= 2009 OUCH–Maxxis season =

| 2009 OUCH-Maxxis season | |
Previous season • Next season

OUCH Pro Cycling Team Presented by Maxxis (UCI identifier: OCM) was run by Momentum Sports Group and based in the United States. The team was sponsored principally by OUCH Sports Medical Center, and Maxxis. Floyd Landis, with his doping suspension ended, joined the team this year. OUCH is the medical office which performed his hip surgery.

The team's first test was the Amgen Tour of California, a race which Landis won back in 2006. This year it saw Landis race against former US Postal teammate Lance Armstrong. Landis finished in 23rd place, the best performance of the team.

On August 16, John Murphy won the U.S. National Criterium in Downers Grove, IL. They were a little shorthanded, with only five OUCH teammembers participating. Less than 500m from the finish, teammate Karl Menzies crashed, skidding out on pavement wet from the rain. The day before, Karl took 2nd place in the Downers Grove Pro-Am.

Karl Menzies won the overall at the Tour of Elk Grove. He gained the lead in stage 2 in which he finished 2nd.
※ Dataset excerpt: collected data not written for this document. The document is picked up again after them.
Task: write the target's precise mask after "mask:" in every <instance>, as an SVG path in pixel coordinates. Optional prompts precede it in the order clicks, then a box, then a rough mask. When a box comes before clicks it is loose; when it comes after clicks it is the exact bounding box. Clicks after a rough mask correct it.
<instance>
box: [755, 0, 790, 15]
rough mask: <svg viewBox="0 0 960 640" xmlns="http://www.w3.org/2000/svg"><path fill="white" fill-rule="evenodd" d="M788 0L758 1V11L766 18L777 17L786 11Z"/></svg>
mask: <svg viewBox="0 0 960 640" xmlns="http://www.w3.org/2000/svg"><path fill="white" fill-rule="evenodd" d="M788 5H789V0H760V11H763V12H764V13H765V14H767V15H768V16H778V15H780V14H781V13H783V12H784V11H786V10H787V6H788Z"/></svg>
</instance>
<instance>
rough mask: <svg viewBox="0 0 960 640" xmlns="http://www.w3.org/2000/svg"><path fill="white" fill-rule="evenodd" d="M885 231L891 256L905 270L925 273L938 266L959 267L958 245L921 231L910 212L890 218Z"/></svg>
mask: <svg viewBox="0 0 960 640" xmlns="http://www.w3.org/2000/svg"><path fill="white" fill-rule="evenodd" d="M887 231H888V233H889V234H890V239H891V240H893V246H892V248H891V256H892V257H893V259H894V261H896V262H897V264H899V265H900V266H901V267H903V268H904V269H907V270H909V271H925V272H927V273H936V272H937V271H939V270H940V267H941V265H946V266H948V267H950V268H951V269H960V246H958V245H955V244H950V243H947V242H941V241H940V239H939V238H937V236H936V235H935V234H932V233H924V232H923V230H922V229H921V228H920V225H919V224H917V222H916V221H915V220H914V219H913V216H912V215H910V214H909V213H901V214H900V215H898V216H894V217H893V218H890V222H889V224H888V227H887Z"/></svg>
At the Tour of Utah, in August, Brad White picked up the King of the Mountains jersey in stage 1, eventually losing the classification to Alex Howes of Felt-Holowesko Partners. The team ended up in 2nd place for the team competition. White received as well, the Most Aggressive jersey at stage 4 of the Tour of Mississippi, and the Most Courageous at stage 3 of the Tour of California.

Rory Sutherland was voted 2009 Domestic Male Roadie of the Year by magazine VeloNews in the November issue, after coming in third in the NRC individual standings. Rory won first place in the general classification of the Nature Valley Grand-Prix, 3 seconds ahead of Tom Zirbel of Bissell Pro Cycling. For him, this event included 2nd place in the stage 1 time trial, and 3rd in the Stillwater Criterium of stage 6.